The SEC determined that Citigroup’s lost documents were books and records violations. Because the lost documents prevented the confirmation of the billing rates, those documents were tied in with the “fee billing” or overcharge violations.
The SEC's press release refers to the case as involving “fee-billing and books-and-records practices.”
Why this might matter to a potential SEC whistleblower or SEC whistleblower lawyer
The facts of the Citigroup case, and the nuances about what and why the SEC chose to categorize this case the way it did, are more than an academic curiosity. They may have practical relevance for a potential SEC whistleblower or SEC whistleblower attorney.
First, in simplified terms, the Citigroup case is about (1) contracts, and (2) not being able to find copies of those contracts. The SEC did not allege that there were any fraudulent stock trades in any of Citigroup’s clients’ accounts.
For non-lawyers and non-banking professionals, the case illustrates that the SEC does more than just monitor individual stock trades and public filings, and supervise securities exchanges. The SEC regulates just about everything related to securities and the financial markets, as well as the participants in the securities markets and many aspects of how they conduct their business.
Second, an SEC whistleblower or their SEC whistleblower lawyer has to file their whistleblower tip using the SEC’s Form TCR. One of the questions on the Form TCR asks what type of case the whistleblower is filing. On the SEC’s on-line TCR portal, the question has a drop-down list of pre-set options to choose from, or the filer can select “other” and type in their own description.
If the filer selects a type of case that is different than what the SEC itself would have selected, that is unlikely to cause the tip to be rejected instead of forwarded to the SEC Staff for investigation. But it might cause some early hiccups.
For example, if the SEC Staff expects to see facts and information supporting the type of case selected, but then sees something else, it could delay things while the SEC decides whether and how to reclassify the whistleblower’s tip.
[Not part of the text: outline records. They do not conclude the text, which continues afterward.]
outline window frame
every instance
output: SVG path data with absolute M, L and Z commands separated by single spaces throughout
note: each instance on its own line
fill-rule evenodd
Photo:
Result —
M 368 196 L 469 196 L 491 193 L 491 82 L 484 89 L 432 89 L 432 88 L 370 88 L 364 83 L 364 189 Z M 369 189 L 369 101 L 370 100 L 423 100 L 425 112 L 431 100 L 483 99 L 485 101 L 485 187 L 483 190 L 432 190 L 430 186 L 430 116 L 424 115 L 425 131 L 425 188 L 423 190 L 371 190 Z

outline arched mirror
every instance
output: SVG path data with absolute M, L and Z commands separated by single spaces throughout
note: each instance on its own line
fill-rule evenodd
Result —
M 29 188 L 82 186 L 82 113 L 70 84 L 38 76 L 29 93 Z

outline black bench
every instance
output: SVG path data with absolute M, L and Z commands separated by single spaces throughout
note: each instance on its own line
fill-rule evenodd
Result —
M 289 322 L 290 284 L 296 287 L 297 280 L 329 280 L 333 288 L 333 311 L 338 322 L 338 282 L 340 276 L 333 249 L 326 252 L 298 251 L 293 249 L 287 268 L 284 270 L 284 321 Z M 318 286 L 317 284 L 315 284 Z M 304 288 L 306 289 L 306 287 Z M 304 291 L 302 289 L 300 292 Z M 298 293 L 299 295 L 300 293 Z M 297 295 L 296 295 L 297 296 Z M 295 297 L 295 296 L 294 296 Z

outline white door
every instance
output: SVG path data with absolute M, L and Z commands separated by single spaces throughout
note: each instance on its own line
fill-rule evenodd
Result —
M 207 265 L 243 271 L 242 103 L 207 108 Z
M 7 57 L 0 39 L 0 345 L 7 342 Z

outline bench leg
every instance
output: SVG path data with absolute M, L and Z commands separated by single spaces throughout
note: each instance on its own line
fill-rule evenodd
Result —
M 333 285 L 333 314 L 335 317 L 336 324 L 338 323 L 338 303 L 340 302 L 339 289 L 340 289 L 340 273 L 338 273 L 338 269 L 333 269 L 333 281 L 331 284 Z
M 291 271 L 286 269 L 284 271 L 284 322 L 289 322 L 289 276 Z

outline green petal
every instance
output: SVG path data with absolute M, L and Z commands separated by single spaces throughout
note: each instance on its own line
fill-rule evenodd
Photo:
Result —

Furthermore, the SEC sometimes assigns cases to Staff lawyers who have expertise in a particular area or experience handling similar types of cases to the one selected by the whistleblower. If the SEC whistleblower or SEC whistleblower lawyer mischaracterized the tip, that might contribute to a delay while the SEC determines whether the assigned Staff lawyer can handle the case or if it should be reassigned to another Staff lawyer.
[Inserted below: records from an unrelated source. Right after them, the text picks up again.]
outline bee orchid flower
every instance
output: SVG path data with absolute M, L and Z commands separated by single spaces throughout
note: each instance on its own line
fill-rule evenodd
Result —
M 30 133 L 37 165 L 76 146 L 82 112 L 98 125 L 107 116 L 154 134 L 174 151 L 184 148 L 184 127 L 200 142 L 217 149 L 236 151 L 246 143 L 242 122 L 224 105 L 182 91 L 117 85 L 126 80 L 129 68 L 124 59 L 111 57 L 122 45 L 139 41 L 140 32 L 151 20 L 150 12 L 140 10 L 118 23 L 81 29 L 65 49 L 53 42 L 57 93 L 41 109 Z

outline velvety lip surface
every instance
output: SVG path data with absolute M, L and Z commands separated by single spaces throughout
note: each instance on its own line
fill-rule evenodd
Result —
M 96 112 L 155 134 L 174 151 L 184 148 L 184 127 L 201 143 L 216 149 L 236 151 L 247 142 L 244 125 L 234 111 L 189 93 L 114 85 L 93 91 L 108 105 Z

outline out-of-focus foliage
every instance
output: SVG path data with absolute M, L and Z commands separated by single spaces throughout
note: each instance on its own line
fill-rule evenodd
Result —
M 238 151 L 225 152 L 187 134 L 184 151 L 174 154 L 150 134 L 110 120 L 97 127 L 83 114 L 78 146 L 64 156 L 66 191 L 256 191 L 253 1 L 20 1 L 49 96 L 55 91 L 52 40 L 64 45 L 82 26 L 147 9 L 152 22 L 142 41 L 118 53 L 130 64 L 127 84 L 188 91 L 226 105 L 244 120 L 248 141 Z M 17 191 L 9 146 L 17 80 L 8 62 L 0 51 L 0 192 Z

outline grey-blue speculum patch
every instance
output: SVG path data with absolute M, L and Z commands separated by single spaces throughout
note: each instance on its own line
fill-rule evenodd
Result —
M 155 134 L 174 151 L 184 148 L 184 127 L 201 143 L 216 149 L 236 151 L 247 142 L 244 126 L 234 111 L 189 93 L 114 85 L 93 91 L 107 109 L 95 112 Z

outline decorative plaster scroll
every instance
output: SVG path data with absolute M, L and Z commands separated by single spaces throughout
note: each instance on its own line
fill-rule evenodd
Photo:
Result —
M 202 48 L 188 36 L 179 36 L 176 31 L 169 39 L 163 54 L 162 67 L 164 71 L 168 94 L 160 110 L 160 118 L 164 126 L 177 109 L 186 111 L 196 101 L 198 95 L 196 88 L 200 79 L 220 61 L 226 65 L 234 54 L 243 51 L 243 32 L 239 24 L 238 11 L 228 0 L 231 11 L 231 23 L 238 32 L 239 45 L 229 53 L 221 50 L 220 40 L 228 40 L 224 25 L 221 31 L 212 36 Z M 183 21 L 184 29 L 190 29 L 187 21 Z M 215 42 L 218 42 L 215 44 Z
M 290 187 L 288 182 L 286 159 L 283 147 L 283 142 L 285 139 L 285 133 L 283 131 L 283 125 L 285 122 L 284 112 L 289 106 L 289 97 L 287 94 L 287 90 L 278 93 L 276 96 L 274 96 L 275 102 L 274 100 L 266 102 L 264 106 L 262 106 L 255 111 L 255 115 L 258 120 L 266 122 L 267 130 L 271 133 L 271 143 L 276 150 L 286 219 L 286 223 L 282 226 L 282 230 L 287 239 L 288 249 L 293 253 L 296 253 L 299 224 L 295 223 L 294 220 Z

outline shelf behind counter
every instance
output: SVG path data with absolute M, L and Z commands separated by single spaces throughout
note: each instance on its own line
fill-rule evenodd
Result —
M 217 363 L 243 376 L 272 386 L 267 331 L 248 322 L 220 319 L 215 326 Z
Would any of this doom an SEC whistleblower tip? Unlikely.
But a potential source of stress for many SEC whistleblowers is waiting to hear back from the SEC about their tip. There is no guarantee that the SEC will ever contact the whistleblower or their attorney after the whistleblower’s tip is filed, even if the tip causes the SEC to open an investigation. The electronic filing confirmation received from the TCR portal states this. However, sometimes the SEC Staff does reach out to the whistleblower or their lawyer with questions or seeking clarification.
For an SEC whistleblower, a delay could increase their stress. For an SEC whistleblower lawyer, a delay could increase their client’s stress.
On the chance that the SEC might wish to reach out, it would make sense at the outset for an SEC whistleblower or SEC whistleblower attorney to try to select as accurate a category as possible, to remove one possible source of delay. In this regard, the Citigroup case might help in trying to decide whether to identify a whistleblower tip as an accounting case, an internal controls case, or a books and records case.